Democrats say the climate is such a dire threat that the nation cannot wait for Congress to pass a bill. They are hoping Mr. Biden moves aggressively and to go as far as he can to implement changes. 

“This isn’t something you can go back and fix with the bill in 2030,” Mr. Whitehouse said. 

Mr. Whitehouse and fellow Democratic Sen. Jeff Merkley of Oregon told reporters this week that the president should invoke his emergency authority under the Defense Production Act to ramp up a massive production of solar panels. Mr. Whitehouse said at least 40 new production plants would be needed to produce the number of solar panels needed to sufficiently cut carbon emissions. 

It’s a plan that would employ thousands of workers, Mr. Whitehouse said, akin to the World War II production of military aircraft and other equipment that helped the United States and the Allied forces defeat the Axis powers.

“Rosie the solar riveter,” Mr. Whitehouse quipped, referring to the women who helped build World War II machinery.

Mr. Whitehouse also wants the president to announce new carbon regulations for autos, trucks and industrial plants as well as implement a carbon border tariff, which would tax imports based on the amount of carbon emissions produced in making the product. 

Democrats also want Mr. Biden to pursue litigation against oil companies, akin to the government’s historic lawsuit against Big Tobacco.
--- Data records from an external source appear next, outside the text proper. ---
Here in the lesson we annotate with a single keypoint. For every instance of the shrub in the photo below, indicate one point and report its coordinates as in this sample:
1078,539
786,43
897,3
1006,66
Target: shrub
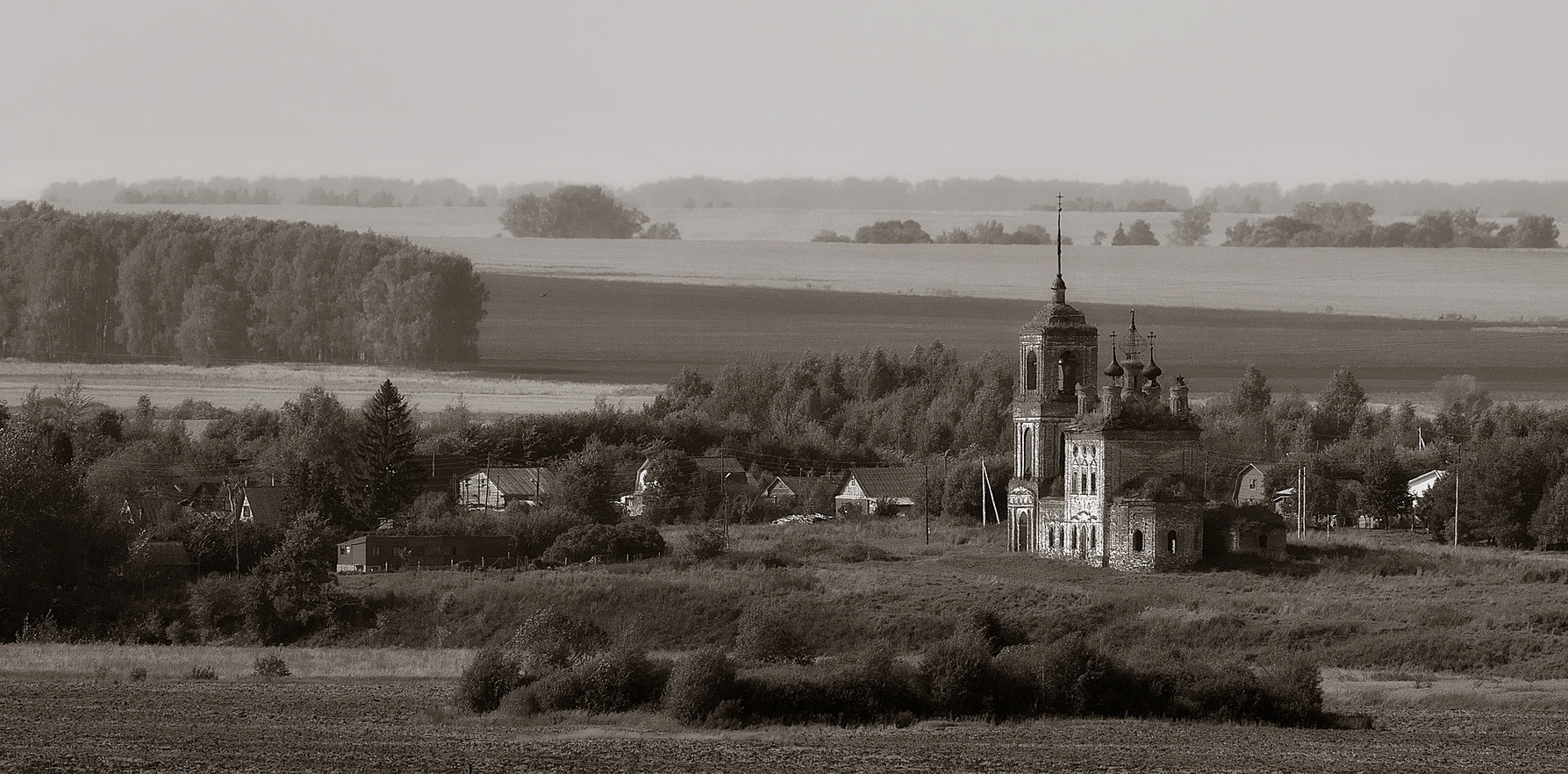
201,672
270,666
612,682
551,640
707,541
769,636
486,680
958,676
697,685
“That seems to me to be a pretty good model for investigating whether such a case could be brought against the decades of misrepresentation by the fossil fuel industry, and its armada of phony front groups,” Mr. Whitehouse said.

Mr. Schumer said the Senate is not giving up on green energy legislation despite Mr. Manchin’s resistance.

Democrats would need all 50 party lawmakers, including Mr. Manchin, to advance a green energy bill using a budgetary tactic that would circumvent a GOP filibuster. 

“We are going to keep fighting on climate,” Mr. Schumer said. “It’s very, very important. It’s an existential threat to the globe. We’re urging the administration to do things that it can do administratively, and we’re going to look at everything that we can do.”